Four HP Research Projects Are Halted

July 21, 2005

SAN JOSE, Calif. – As part of a massive restructuring that includes 14,500 job cuts companywide, Hewlett-Packard Co. is discontinuing four research projects at HP Labs, including one headed by pioneering technologist Alan Kay.

About 10 percent , or 70, of HP Labs’ 700 employees worldwide will receive layoff notices but some may find work elsewhere in the company.

On Tuesday, HP Chief Executive Mark Hurd said a similar percentage of HP’s total work force of 151,000 would be cut over 18 months.

Details of the research cuts were first reported in Thursday’s editions of the San Jose Mercury News, which obtained an internal e-mail sent to employees by HP Labs Director Dick Lampman.

On Tuesday, Hurd said the restructuring’s impact on research would be minimal.

Discontinued research projects include Kay’s Advanced Software Research team, which was looking into a new operating system for the Internet. Kay, who is leaving HP, is best known for his work in graphical user interfaces while working at Xerox’s research lab in the 1970s. He also pioneered modern programming languages.

Kay, who joined HP as a senior fellow in 2002, did not immediately return an e-mail message seeking comment Thursday.

The other cut projects include HP’s Cambridge Research Lab, which studied health-related technology in Cambridge, Mass.; the Consumer Applications and Systems Laboratory, the Emerging Technologies Laboratory and Kay’s Advanced Software Research team.
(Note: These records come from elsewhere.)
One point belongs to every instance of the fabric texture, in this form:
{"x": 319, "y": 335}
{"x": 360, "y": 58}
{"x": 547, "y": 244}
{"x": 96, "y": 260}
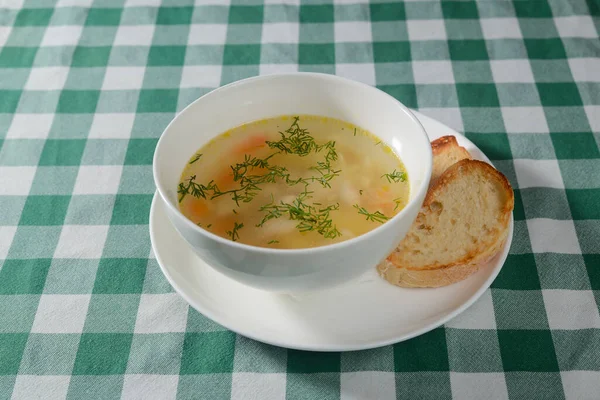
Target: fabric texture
{"x": 86, "y": 89}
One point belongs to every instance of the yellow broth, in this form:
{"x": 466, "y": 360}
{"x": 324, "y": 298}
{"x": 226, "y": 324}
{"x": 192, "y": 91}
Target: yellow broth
{"x": 293, "y": 182}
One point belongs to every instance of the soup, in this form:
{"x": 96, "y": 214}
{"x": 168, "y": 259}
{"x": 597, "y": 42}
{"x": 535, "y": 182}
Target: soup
{"x": 293, "y": 182}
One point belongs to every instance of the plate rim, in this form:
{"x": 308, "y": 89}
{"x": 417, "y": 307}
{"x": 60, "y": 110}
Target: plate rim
{"x": 503, "y": 255}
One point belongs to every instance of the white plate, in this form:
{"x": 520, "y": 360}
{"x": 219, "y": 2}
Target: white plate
{"x": 363, "y": 314}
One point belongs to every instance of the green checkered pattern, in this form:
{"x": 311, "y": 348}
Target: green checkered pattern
{"x": 87, "y": 87}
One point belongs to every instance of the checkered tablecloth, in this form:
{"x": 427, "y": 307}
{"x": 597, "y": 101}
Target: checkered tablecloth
{"x": 86, "y": 89}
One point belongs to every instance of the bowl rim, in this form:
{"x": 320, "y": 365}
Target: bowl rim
{"x": 320, "y": 249}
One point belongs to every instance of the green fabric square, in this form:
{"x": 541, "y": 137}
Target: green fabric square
{"x": 101, "y": 317}
{"x": 49, "y": 354}
{"x": 9, "y": 99}
{"x": 477, "y": 95}
{"x": 316, "y": 13}
{"x": 33, "y": 17}
{"x": 563, "y": 271}
{"x": 35, "y": 241}
{"x": 322, "y": 386}
{"x": 16, "y": 152}
{"x": 23, "y": 276}
{"x": 245, "y": 14}
{"x": 104, "y": 152}
{"x": 140, "y": 151}
{"x": 518, "y": 273}
{"x": 494, "y": 145}
{"x": 205, "y": 386}
{"x": 96, "y": 56}
{"x": 559, "y": 94}
{"x": 527, "y": 350}
{"x": 104, "y": 16}
{"x": 538, "y": 9}
{"x": 157, "y": 100}
{"x": 11, "y": 351}
{"x": 308, "y": 362}
{"x": 44, "y": 210}
{"x": 406, "y": 94}
{"x": 131, "y": 209}
{"x": 54, "y": 180}
{"x": 575, "y": 145}
{"x": 62, "y": 151}
{"x": 543, "y": 202}
{"x": 166, "y": 55}
{"x": 155, "y": 354}
{"x": 580, "y": 201}
{"x": 17, "y": 57}
{"x": 387, "y": 11}
{"x": 120, "y": 275}
{"x": 117, "y": 101}
{"x": 316, "y": 53}
{"x": 235, "y": 54}
{"x": 427, "y": 352}
{"x": 207, "y": 353}
{"x": 467, "y": 50}
{"x": 460, "y": 9}
{"x": 545, "y": 49}
{"x": 71, "y": 276}
{"x": 391, "y": 51}
{"x": 423, "y": 385}
{"x": 174, "y": 15}
{"x": 473, "y": 350}
{"x": 102, "y": 354}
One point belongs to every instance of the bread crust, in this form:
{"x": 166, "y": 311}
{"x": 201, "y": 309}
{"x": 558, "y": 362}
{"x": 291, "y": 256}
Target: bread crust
{"x": 435, "y": 275}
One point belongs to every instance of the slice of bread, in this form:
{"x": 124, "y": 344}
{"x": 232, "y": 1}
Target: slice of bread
{"x": 463, "y": 223}
{"x": 446, "y": 151}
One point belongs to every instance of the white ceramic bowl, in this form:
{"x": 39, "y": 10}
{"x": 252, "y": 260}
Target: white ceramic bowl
{"x": 287, "y": 94}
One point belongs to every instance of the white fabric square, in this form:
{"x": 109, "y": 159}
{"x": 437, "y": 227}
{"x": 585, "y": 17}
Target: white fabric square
{"x": 352, "y": 31}
{"x": 98, "y": 179}
{"x": 61, "y": 313}
{"x": 47, "y": 78}
{"x": 524, "y": 120}
{"x": 7, "y": 233}
{"x": 585, "y": 69}
{"x": 571, "y": 309}
{"x": 207, "y": 34}
{"x": 433, "y": 72}
{"x": 30, "y": 126}
{"x": 150, "y": 387}
{"x": 283, "y": 32}
{"x": 553, "y": 236}
{"x": 267, "y": 69}
{"x": 137, "y": 35}
{"x": 245, "y": 385}
{"x": 580, "y": 26}
{"x": 46, "y": 387}
{"x": 364, "y": 73}
{"x": 450, "y": 116}
{"x": 111, "y": 126}
{"x": 538, "y": 173}
{"x": 205, "y": 76}
{"x": 123, "y": 78}
{"x": 476, "y": 386}
{"x": 16, "y": 181}
{"x": 426, "y": 29}
{"x": 367, "y": 385}
{"x": 66, "y": 35}
{"x": 161, "y": 313}
{"x": 501, "y": 28}
{"x": 579, "y": 385}
{"x": 479, "y": 316}
{"x": 512, "y": 71}
{"x": 81, "y": 241}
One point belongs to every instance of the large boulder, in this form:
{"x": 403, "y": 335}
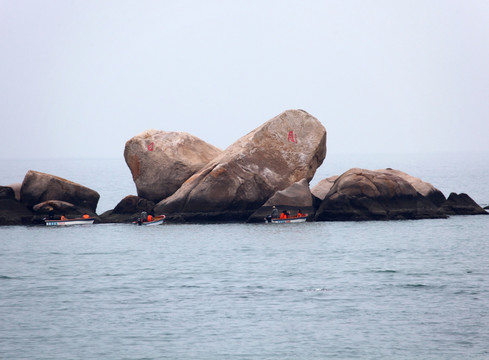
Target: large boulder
{"x": 161, "y": 161}
{"x": 322, "y": 188}
{"x": 294, "y": 198}
{"x": 361, "y": 194}
{"x": 128, "y": 210}
{"x": 422, "y": 187}
{"x": 38, "y": 187}
{"x": 462, "y": 204}
{"x": 282, "y": 151}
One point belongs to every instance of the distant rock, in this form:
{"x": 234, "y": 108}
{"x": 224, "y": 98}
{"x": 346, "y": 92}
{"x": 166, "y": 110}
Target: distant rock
{"x": 282, "y": 151}
{"x": 296, "y": 197}
{"x": 361, "y": 194}
{"x": 422, "y": 187}
{"x": 56, "y": 208}
{"x": 38, "y": 187}
{"x": 462, "y": 204}
{"x": 7, "y": 193}
{"x": 16, "y": 187}
{"x": 13, "y": 212}
{"x": 128, "y": 210}
{"x": 160, "y": 161}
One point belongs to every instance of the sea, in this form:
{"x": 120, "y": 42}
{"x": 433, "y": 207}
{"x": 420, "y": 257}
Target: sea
{"x": 413, "y": 289}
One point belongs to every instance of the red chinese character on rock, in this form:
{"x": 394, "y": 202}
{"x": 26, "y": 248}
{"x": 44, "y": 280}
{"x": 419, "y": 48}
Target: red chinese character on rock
{"x": 292, "y": 137}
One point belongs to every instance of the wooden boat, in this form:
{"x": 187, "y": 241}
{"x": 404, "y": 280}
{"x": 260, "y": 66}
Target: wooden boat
{"x": 69, "y": 222}
{"x": 290, "y": 219}
{"x": 157, "y": 220}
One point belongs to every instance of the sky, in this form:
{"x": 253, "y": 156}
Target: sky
{"x": 80, "y": 78}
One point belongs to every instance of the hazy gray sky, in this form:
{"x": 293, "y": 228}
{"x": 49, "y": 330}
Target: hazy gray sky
{"x": 80, "y": 78}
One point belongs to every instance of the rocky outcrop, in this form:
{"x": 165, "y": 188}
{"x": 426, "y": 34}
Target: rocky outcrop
{"x": 322, "y": 188}
{"x": 462, "y": 204}
{"x": 361, "y": 194}
{"x": 296, "y": 197}
{"x": 282, "y": 151}
{"x": 422, "y": 187}
{"x": 161, "y": 161}
{"x": 38, "y": 187}
{"x": 128, "y": 209}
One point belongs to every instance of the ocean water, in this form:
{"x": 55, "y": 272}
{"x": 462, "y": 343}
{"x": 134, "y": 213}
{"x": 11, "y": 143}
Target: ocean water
{"x": 339, "y": 290}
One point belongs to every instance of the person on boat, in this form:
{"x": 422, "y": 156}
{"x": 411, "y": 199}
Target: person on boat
{"x": 274, "y": 212}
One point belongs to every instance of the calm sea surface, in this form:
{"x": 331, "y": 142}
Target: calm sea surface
{"x": 343, "y": 290}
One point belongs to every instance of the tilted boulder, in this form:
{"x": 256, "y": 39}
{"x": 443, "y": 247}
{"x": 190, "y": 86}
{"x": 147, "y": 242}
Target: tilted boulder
{"x": 38, "y": 187}
{"x": 294, "y": 198}
{"x": 161, "y": 161}
{"x": 361, "y": 194}
{"x": 282, "y": 151}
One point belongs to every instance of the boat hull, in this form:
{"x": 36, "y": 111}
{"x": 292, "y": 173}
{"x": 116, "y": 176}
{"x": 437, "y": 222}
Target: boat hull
{"x": 289, "y": 220}
{"x": 158, "y": 220}
{"x": 68, "y": 222}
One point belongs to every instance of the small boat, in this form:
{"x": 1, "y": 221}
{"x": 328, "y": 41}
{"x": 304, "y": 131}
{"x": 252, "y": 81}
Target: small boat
{"x": 157, "y": 220}
{"x": 69, "y": 222}
{"x": 290, "y": 219}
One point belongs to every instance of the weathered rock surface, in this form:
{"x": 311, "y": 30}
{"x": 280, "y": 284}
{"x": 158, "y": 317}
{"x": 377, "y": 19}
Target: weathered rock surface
{"x": 361, "y": 194}
{"x": 422, "y": 187}
{"x": 16, "y": 187}
{"x": 462, "y": 204}
{"x": 13, "y": 212}
{"x": 322, "y": 188}
{"x": 282, "y": 151}
{"x": 38, "y": 187}
{"x": 56, "y": 208}
{"x": 7, "y": 193}
{"x": 128, "y": 209}
{"x": 296, "y": 197}
{"x": 160, "y": 161}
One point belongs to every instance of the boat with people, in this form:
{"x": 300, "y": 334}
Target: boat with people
{"x": 290, "y": 219}
{"x": 149, "y": 221}
{"x": 285, "y": 217}
{"x": 69, "y": 222}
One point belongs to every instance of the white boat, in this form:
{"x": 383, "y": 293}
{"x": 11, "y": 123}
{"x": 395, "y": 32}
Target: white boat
{"x": 69, "y": 222}
{"x": 292, "y": 219}
{"x": 157, "y": 220}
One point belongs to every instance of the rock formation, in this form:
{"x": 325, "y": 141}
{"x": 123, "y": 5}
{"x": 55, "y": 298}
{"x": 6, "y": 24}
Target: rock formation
{"x": 38, "y": 187}
{"x": 361, "y": 194}
{"x": 12, "y": 212}
{"x": 296, "y": 197}
{"x": 161, "y": 161}
{"x": 128, "y": 209}
{"x": 462, "y": 204}
{"x": 282, "y": 151}
{"x": 322, "y": 188}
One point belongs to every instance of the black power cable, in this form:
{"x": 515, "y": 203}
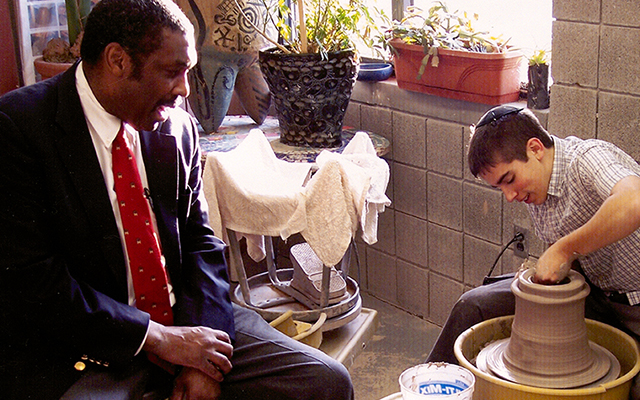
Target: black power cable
{"x": 516, "y": 238}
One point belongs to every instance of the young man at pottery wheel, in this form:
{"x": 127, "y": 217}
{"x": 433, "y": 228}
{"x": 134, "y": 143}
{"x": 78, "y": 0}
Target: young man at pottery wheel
{"x": 584, "y": 200}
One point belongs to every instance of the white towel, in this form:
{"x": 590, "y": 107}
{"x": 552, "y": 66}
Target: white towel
{"x": 253, "y": 193}
{"x": 369, "y": 176}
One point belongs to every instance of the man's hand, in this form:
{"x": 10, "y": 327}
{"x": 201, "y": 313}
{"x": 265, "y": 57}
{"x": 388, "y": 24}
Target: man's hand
{"x": 553, "y": 266}
{"x": 193, "y": 384}
{"x": 202, "y": 348}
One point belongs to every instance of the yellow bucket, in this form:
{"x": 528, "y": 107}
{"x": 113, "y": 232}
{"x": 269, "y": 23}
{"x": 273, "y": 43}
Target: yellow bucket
{"x": 488, "y": 387}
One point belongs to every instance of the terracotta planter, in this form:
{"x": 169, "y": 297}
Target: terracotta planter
{"x": 48, "y": 69}
{"x": 488, "y": 78}
{"x": 310, "y": 94}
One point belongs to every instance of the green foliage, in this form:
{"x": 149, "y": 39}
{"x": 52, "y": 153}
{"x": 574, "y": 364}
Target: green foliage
{"x": 77, "y": 12}
{"x": 439, "y": 28}
{"x": 539, "y": 57}
{"x": 330, "y": 25}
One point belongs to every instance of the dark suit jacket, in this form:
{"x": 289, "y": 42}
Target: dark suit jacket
{"x": 63, "y": 290}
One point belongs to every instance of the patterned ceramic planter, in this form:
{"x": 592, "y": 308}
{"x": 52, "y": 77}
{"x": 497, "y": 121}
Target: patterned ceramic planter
{"x": 488, "y": 78}
{"x": 310, "y": 94}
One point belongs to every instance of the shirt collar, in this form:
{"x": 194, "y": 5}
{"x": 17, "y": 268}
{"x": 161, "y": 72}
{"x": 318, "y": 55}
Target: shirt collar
{"x": 558, "y": 168}
{"x": 104, "y": 125}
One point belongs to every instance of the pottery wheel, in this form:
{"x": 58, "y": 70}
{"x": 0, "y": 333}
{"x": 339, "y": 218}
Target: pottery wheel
{"x": 605, "y": 368}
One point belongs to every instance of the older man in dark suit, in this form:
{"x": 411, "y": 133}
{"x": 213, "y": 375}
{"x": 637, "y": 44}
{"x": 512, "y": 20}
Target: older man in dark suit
{"x": 70, "y": 291}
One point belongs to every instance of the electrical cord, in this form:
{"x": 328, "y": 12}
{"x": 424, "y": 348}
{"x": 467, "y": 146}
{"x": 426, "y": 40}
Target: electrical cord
{"x": 516, "y": 238}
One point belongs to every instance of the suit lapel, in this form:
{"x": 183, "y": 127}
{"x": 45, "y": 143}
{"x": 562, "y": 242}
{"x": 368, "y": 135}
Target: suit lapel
{"x": 78, "y": 154}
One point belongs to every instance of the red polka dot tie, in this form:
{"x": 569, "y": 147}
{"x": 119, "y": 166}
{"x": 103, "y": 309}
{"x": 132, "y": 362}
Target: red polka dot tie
{"x": 145, "y": 260}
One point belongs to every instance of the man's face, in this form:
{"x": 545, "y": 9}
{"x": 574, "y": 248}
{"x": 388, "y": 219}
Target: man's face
{"x": 161, "y": 81}
{"x": 519, "y": 180}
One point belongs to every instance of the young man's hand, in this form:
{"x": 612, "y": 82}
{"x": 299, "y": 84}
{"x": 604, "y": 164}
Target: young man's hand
{"x": 553, "y": 266}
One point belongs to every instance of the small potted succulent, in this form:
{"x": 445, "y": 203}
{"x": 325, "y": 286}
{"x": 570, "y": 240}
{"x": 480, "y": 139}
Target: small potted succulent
{"x": 440, "y": 52}
{"x": 538, "y": 85}
{"x": 312, "y": 68}
{"x": 59, "y": 54}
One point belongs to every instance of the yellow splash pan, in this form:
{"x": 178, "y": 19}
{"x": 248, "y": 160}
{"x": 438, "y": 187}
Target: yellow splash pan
{"x": 488, "y": 387}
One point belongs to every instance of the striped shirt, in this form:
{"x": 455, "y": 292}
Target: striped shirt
{"x": 583, "y": 175}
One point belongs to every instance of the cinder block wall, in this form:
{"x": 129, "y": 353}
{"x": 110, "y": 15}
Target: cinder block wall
{"x": 445, "y": 229}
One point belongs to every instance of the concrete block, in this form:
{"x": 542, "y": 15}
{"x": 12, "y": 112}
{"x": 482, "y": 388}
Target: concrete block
{"x": 352, "y": 116}
{"x": 443, "y": 294}
{"x": 618, "y": 117}
{"x": 577, "y": 10}
{"x": 389, "y": 191}
{"x": 381, "y": 275}
{"x": 479, "y": 256}
{"x": 413, "y": 288}
{"x": 621, "y": 12}
{"x": 575, "y": 57}
{"x": 410, "y": 139}
{"x": 411, "y": 239}
{"x": 573, "y": 111}
{"x": 386, "y": 232}
{"x": 620, "y": 59}
{"x": 444, "y": 196}
{"x": 445, "y": 149}
{"x": 482, "y": 209}
{"x": 516, "y": 213}
{"x": 379, "y": 121}
{"x": 410, "y": 188}
{"x": 445, "y": 251}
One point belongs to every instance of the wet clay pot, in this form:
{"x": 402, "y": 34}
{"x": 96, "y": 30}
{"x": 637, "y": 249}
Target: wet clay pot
{"x": 549, "y": 346}
{"x": 310, "y": 94}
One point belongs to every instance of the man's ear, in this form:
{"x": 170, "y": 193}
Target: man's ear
{"x": 535, "y": 146}
{"x": 117, "y": 61}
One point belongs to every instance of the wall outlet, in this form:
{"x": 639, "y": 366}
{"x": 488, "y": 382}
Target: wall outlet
{"x": 521, "y": 247}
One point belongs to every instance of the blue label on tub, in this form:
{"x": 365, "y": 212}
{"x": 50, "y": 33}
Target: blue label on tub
{"x": 436, "y": 387}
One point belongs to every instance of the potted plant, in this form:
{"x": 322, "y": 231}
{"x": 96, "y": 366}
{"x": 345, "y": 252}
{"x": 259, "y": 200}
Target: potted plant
{"x": 311, "y": 69}
{"x": 538, "y": 76}
{"x": 59, "y": 54}
{"x": 439, "y": 52}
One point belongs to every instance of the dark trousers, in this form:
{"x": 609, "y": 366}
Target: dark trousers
{"x": 496, "y": 300}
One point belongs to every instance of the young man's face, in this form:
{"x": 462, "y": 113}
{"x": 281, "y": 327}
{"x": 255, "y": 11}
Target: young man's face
{"x": 161, "y": 82}
{"x": 522, "y": 181}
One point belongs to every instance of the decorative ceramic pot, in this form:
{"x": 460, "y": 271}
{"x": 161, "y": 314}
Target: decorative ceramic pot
{"x": 310, "y": 94}
{"x": 488, "y": 78}
{"x": 227, "y": 44}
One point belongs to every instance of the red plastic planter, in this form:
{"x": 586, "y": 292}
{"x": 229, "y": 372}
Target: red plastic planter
{"x": 488, "y": 78}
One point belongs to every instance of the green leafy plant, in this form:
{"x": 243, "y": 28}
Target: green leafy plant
{"x": 539, "y": 57}
{"x": 59, "y": 50}
{"x": 329, "y": 25}
{"x": 439, "y": 28}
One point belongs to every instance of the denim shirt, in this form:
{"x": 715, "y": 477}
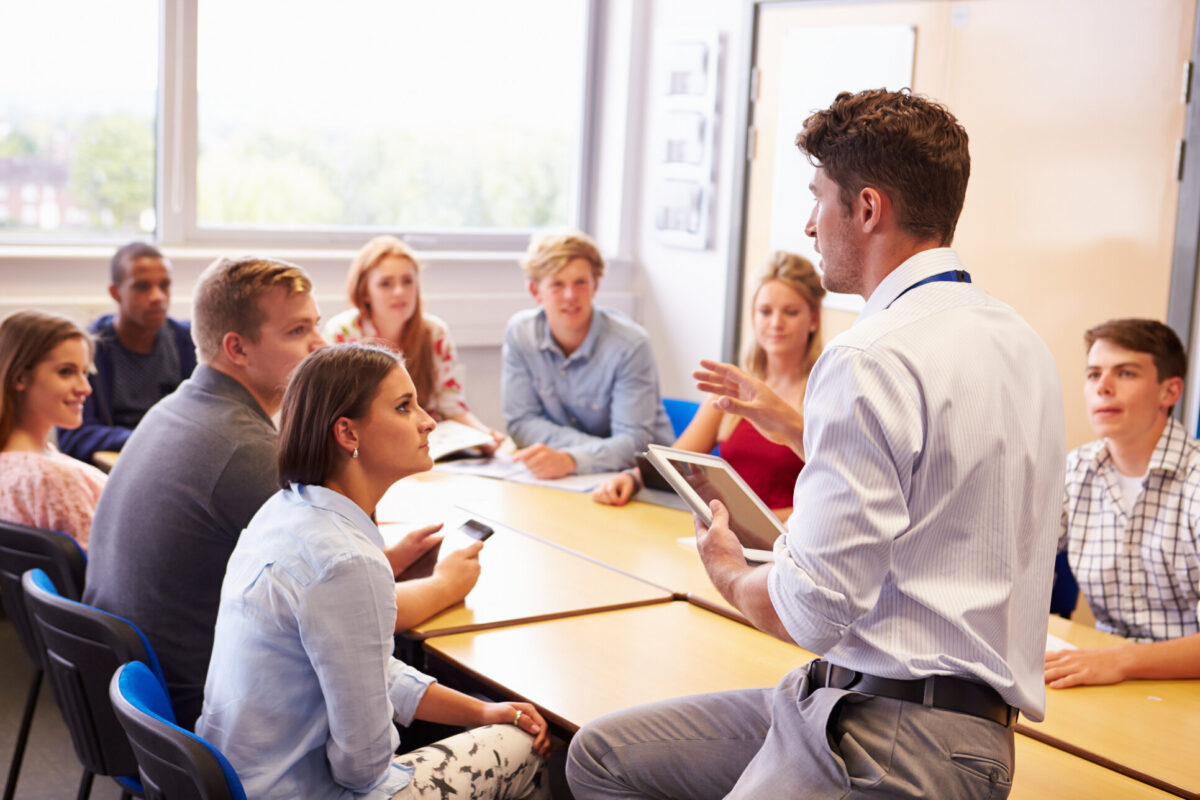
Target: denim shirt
{"x": 303, "y": 689}
{"x": 600, "y": 404}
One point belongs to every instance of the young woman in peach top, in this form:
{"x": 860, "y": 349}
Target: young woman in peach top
{"x": 43, "y": 367}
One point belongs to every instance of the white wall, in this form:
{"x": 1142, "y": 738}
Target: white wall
{"x": 683, "y": 304}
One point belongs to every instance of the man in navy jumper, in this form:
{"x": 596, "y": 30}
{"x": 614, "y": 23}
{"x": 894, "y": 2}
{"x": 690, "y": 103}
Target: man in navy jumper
{"x": 142, "y": 354}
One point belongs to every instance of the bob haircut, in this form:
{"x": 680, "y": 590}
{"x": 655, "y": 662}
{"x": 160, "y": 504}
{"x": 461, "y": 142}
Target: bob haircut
{"x": 330, "y": 383}
{"x": 25, "y": 338}
{"x": 551, "y": 252}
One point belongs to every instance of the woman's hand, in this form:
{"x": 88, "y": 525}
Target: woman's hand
{"x": 525, "y": 716}
{"x": 616, "y": 491}
{"x": 411, "y": 547}
{"x": 459, "y": 571}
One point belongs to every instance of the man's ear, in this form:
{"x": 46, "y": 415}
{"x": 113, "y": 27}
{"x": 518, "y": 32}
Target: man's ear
{"x": 873, "y": 205}
{"x": 1171, "y": 390}
{"x": 233, "y": 347}
{"x": 346, "y": 434}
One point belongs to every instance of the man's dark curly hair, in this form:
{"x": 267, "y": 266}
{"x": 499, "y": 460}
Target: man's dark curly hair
{"x": 909, "y": 146}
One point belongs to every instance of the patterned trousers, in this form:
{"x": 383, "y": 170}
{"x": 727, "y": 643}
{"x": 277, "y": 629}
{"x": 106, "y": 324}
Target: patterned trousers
{"x": 491, "y": 763}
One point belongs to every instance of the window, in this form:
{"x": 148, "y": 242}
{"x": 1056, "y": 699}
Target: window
{"x": 459, "y": 122}
{"x": 77, "y": 118}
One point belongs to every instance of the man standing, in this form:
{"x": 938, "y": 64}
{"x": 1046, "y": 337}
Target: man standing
{"x": 1131, "y": 517}
{"x": 142, "y": 354}
{"x": 918, "y": 561}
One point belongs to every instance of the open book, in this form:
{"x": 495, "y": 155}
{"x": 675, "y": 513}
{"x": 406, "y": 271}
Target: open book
{"x": 450, "y": 437}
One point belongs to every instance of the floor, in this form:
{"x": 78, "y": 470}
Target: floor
{"x": 49, "y": 770}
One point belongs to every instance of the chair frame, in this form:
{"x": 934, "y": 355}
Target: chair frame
{"x": 23, "y": 548}
{"x": 82, "y": 649}
{"x": 172, "y": 762}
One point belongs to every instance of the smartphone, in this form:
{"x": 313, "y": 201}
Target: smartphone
{"x": 477, "y": 529}
{"x": 421, "y": 567}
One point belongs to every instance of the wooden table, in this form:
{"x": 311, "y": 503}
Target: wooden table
{"x": 640, "y": 539}
{"x": 1044, "y": 773}
{"x": 1149, "y": 729}
{"x": 522, "y": 578}
{"x": 579, "y": 668}
{"x": 573, "y": 672}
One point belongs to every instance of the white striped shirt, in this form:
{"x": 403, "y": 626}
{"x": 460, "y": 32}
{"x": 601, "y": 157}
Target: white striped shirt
{"x": 927, "y": 517}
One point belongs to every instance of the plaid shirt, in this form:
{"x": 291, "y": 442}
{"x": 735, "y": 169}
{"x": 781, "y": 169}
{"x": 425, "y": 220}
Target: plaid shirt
{"x": 1140, "y": 571}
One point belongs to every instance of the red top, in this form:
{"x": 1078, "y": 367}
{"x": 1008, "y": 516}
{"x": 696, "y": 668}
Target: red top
{"x": 768, "y": 468}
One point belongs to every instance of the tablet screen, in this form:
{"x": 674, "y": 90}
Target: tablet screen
{"x": 753, "y": 527}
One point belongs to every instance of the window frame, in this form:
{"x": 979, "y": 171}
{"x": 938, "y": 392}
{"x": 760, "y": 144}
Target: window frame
{"x": 177, "y": 140}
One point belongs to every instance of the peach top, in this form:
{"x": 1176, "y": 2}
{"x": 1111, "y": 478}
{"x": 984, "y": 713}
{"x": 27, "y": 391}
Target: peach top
{"x": 49, "y": 491}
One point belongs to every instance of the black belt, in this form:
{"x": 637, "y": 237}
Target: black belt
{"x": 940, "y": 691}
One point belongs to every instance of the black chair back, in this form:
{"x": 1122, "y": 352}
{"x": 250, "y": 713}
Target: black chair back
{"x": 23, "y": 548}
{"x": 174, "y": 763}
{"x": 82, "y": 648}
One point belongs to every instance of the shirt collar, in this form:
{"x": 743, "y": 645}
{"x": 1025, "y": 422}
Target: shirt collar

With the exception of the Cambridge lab, all the cut projects were based in Palo Alto.

HP Labs spokesman Dave Berman said the company is refocusing research and development on areas where it can have the greatest medium to long-term impact.

“It doesn’t mean that some of the projects that were discontinued were not worthwhile, but when you have to prioritize your resources, you want to put them where you think they’re going to have the greatest impact on the company,” Berman said Thursday.

Other HP projects will continue, including its well-known research in nanotechnology and quantum computing. The company also will continue to study enterprise computing technologies, imaging and printing, and information technology services.

“All of those things are going forward and are continuing,” Berman said. “We’ll be able to use resources in a more focused way now.”